Sônia Fleury sobre as Diretrizes para o Programa de Reconstrução e Transformação do Brasil
Sonia Fleury, mestre em sociologia e ex-presidente do Cebes
Juntos pelo Brasil – a imprescindível reconstrução do país
O texto que apresenta as diretrizes do programa da Frente “Vamos Juntos pelo Brasil”, ainda em fase de aceitação de propostas e discussão em Conferências setoriais Populares, Livres e Democráticas, sofre da falta de discussão política que vivemos nesta quadra da história republicana, pautada por notícias falsas, afirmações que procuram gerar fatos que são negados em seguida, ocupando a mídia e a agenda política. Também a insegurança jurídica decorrente da demora na liberação da candidatura de Lula e na definição de prazos para as federações partidárias. Por estas razões seria difícil ser um texto mais profundo e programático. Já razões políticas fruto de um contexto de polarização na qual só se pode ampliar para o centro explicariam a falta de ousadia.
Além disso, dado o enorme desmonte das política ambientais, culturais, de proteção social e de apoio a grupos específicos como negros e indígenas, há uma tendência a um retorno às políticas anteriores ao desmonte, quando sabemos o quanto foram importantes, mas insuficientes e que hoje seriam incapazes de direcionar mudanças em direção ao futuro que desejamos. Apenas na área econômica, cuja discussão tem sido sistemática e incorporada pelos partidos, há uma clara démarche em direção a um novo modelo de desenvolvimento soberano imprescindível para tirar o país do desastre atual.
É correta a centralidade dada à urgência no enfrentamento da fome e pobreza.
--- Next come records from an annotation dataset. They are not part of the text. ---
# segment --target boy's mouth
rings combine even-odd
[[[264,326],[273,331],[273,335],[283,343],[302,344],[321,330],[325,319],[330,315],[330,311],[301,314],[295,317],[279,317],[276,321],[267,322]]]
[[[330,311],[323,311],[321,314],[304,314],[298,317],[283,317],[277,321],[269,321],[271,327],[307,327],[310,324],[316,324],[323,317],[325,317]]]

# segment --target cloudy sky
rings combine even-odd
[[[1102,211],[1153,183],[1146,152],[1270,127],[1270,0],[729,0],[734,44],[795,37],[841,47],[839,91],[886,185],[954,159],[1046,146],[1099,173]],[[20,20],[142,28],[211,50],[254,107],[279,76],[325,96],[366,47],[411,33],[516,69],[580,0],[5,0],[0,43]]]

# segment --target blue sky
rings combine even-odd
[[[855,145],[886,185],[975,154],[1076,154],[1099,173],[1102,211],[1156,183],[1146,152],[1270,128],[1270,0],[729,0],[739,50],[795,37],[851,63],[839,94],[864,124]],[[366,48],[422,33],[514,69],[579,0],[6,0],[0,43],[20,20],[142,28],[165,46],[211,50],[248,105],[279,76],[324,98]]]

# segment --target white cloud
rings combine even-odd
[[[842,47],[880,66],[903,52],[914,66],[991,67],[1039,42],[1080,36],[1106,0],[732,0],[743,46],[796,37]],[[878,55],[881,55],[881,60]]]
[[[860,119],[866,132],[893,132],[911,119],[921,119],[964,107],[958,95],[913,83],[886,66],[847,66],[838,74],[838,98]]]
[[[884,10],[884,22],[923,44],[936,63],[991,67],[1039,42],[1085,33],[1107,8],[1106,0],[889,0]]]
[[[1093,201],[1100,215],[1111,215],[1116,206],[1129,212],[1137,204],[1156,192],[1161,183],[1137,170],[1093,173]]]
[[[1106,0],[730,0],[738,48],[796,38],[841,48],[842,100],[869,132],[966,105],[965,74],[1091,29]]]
Consequentemente, importância a revisão da reforma trabalhista, a recuperação da área assistencial, o avanço nas políticas de segurança alimentar. Também é importante ver como avanço tanto as incorporações das lutas identitárias pela justiça social e igualdade quanto as propostas da reforma urbana que foram incorporadas ao programa. Já a área de previdência, mencionada como sendo necessária ser mais inclusiva, não avança qualquer direção neste sentido.
Chama atenção e provoca decepção o tratamento dado à área de saúde nos pontos que 24 e 25. Em vários momentos são afirmadas propostas que vão incidir nos determinantes sociais da saúde e doença, na concepção ampliada de saúde, que envolve renda, moradia, trabalho, saneamento, alimento, segurança. Também política econômicas que favoreçam o desenvolvimento do complexo econômico e industrial da saúde foram incorporadas.
No entanto, a saúde tem uma concepção ampliada, mas também é um setor específico e institucional de políticas públicas, com alta capilaridade e com um enorme potencial de inovação da arquitetura federativa e da democracia. Com setor específico, o SUS, que demonstrou seu vigor durante a pandemia e frente ao pandemônio da política oficial do governo federal, mereceu um tratamento aquém do desejado.
Os pontos 24 e 25, que tratam especificamente do SUS, dedicam-se, no 24 a criticar a posição do governo atual e no 25, a reafirmar os princípios constitucionais do SUS, além de acrescentar a volta de programas específicos, como o Mais Médicos e o Farmácia Popular. No entanto, nenhuma diretriz estruturante, capaz de enfrentar as limitações atuais do SUS foi colocada, nem sobre o financiamento, nem sobre a gestão nem mesmo sobre a assistência. Já temos propostas concretas em todas elas, e um forte movimento social da Frente pela Vida em curso nas conferências Livres, Democráticas e Populares que estão em curso em todo o país.
Este nível de generalidade em relação a uma política tão complexa e com tanto acúmulo em termos de capacidades estatais e societárias merece uma profunda reflexão. Especialmente quando comparado com outras áreas de políticas do mesmo documento que são muito mais aprofundadas. Minha hipótese é que os interesses contrários ao SUS são muito mais organizados que em outras áreas e/ou têm menos pontos de contatos com os representantes da Federação, de tal forma que os seus vetos não se colocaram neste momento, mas se colocarão para o governo eleito em outras arenas, como o Legislativo.